Created attachment 267164 [details] Snippet that crashes the vm
(In reply to Jens Kuebler from comment #4) > Created attachment 267164 [details] > Snippet that crashes the vm I tried to drop a text file onto the snippet. Works on Gtk3.22 as well as on a Windows 10 VM. I see a little red square if I drop a text file onto a tree item (when fully expanded). It could be a windows-7 specific issue or maybe an issue with the configuration of your windows 7 vm. If someone with a windows 7 box could test this, it'd be great.

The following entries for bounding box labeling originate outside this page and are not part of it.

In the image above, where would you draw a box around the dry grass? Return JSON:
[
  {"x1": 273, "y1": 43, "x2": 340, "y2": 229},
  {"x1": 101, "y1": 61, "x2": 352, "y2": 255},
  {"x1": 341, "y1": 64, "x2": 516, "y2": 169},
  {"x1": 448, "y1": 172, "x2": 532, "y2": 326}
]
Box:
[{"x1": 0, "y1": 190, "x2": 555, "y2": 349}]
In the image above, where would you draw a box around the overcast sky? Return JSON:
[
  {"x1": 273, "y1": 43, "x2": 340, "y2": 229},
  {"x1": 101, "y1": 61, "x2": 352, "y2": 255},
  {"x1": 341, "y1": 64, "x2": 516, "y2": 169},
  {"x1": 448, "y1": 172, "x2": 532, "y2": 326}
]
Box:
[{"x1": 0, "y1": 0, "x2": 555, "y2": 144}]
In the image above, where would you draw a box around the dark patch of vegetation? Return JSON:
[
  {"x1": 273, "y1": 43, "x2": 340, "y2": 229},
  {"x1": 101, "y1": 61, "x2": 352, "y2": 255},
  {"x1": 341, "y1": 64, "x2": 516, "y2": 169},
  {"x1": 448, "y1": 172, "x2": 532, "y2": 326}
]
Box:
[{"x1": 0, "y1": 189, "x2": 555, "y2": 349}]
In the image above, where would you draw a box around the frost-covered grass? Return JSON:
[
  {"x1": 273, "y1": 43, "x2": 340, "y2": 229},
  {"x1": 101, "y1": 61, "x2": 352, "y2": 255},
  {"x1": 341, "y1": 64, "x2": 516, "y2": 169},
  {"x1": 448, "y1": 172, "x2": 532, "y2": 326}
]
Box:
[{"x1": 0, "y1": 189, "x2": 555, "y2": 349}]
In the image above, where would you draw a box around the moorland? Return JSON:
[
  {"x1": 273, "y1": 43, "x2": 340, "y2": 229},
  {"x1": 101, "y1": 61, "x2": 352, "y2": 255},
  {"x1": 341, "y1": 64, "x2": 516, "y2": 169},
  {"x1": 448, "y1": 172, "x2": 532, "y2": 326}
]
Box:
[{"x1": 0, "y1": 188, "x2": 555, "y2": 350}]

(In reply to Leo Ufimtsev from comment #5) > (In reply to Jens Kuebler from comment #4) > > Created attachment 267164 [details] > > Snippet that crashes the vm > > I tried to drop a text file onto the snippet. > > Works on Gtk3.22 as well as on a Windows 10 VM. I see a little red square if > I drop a text file onto a tree item (when fully expanded). Tested the attached snippet on Win7, I see same behavior as mentioned above and no crash seen.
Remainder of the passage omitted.